田中滋氏よ、「 ケア付きコミュニティ」は「温泉付き別荘地」的発想だ
遅まきながら、日本医師会雑誌2014/7「地域包括ケアの今と将来」を批判的に読む。
政府のブレーンとなっている地域包括ケア研究会の田中滋慶応大学名誉教授の発言を追う。
彼のキャッチ・フレーズは、地域包括ケアとは「ケア付きコミュニティ」だということである。
しかし、これは「 温泉付き別荘地」と変わらないものだということを発見。
「 業者によってふんだんに準備された ケアが 、あなたの財布次第で買えるコミュニティ」ということである。

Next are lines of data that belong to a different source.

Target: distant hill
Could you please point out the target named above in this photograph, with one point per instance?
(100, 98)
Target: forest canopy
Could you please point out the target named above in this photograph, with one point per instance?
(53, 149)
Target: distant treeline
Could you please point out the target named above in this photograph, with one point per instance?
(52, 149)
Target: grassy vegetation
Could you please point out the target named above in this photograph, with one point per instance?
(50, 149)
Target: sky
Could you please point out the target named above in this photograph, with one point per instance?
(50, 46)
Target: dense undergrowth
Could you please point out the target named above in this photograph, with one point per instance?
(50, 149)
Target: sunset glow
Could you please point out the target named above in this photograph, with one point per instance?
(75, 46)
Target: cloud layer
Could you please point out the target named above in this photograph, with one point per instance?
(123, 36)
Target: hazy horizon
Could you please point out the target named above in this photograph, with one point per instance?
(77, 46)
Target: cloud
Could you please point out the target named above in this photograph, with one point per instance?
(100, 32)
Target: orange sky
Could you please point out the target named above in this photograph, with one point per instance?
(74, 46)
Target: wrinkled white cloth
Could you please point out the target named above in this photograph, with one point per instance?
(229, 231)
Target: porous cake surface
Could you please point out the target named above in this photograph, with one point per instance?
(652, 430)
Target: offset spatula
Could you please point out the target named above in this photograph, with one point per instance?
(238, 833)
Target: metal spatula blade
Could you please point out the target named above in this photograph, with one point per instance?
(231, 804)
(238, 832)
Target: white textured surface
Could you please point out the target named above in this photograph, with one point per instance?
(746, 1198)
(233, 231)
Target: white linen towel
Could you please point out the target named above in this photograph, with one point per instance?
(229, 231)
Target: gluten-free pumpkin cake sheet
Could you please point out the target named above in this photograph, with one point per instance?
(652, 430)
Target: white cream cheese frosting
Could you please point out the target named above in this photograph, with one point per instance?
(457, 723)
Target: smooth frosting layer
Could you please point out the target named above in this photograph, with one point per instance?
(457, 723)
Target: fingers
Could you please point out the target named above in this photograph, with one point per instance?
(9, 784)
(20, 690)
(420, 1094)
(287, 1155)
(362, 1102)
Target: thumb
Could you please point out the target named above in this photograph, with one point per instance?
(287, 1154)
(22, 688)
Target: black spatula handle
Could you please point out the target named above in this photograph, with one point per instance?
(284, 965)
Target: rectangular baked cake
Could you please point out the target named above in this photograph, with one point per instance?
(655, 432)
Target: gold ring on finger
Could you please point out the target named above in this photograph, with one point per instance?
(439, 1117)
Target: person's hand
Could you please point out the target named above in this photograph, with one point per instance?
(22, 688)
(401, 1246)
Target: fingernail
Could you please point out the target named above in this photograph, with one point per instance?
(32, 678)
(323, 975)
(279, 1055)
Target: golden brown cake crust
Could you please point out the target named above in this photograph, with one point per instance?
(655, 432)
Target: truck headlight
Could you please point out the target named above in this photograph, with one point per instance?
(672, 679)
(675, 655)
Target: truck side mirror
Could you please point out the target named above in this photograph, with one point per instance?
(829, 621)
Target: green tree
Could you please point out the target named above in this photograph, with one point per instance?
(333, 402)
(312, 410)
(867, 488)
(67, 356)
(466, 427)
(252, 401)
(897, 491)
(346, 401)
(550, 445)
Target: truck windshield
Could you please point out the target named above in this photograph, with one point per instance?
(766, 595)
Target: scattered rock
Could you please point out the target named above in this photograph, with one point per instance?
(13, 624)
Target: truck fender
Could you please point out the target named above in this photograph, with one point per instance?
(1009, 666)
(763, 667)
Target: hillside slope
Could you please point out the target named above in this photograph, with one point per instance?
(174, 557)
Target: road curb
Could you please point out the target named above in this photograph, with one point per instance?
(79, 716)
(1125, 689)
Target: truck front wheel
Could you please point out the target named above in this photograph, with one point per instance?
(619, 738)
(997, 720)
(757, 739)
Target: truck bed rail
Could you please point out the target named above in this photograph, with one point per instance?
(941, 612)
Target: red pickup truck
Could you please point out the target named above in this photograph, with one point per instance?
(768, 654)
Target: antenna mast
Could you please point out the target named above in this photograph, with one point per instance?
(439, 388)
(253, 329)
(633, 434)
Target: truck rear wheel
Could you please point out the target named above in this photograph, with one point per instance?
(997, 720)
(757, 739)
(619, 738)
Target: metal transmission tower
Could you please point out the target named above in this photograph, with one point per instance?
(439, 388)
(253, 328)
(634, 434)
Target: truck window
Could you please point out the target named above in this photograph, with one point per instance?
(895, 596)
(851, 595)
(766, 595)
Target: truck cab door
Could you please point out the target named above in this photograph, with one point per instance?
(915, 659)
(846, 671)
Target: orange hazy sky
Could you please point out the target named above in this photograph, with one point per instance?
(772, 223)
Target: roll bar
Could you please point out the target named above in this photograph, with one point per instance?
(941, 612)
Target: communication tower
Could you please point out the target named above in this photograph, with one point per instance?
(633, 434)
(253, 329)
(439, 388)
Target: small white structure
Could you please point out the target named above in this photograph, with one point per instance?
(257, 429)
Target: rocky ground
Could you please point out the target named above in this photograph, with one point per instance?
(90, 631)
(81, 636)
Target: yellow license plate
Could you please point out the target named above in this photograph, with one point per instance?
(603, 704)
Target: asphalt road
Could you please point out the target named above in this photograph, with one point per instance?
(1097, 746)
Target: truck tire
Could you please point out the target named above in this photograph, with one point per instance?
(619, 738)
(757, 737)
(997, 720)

「各戸とも 親切なケアのかけ流しです!」とでも言うところだろうか。
この言葉に騙されてはいけない。
例えばコンビニや宅配業者によるボランティアがわりの素人ケアも、プロフェッショナルな在宅・施設ケアもすべて市場化するというのが地域ケアである。
そのための資本を垂直にも(急性期から慢性期まで)、水平にも(在宅医療から介護まで)一貫させるというのが包括=統合ケアである。 そのための経営の単純化のため、小さくは「地域包括ケアステーション」、大きくは、各事業所を統括する持ち株会社ホールディング型カンパニーがケアに導入されようとしている。
それに対抗して、僕たちがめざすのは、「ケアのためのコミュニティ」。
本来、コミュニティはそのためにあるのだから、それもおかしくて、「ケアを本質とするコミュニティの復活的創造」ということだろうか。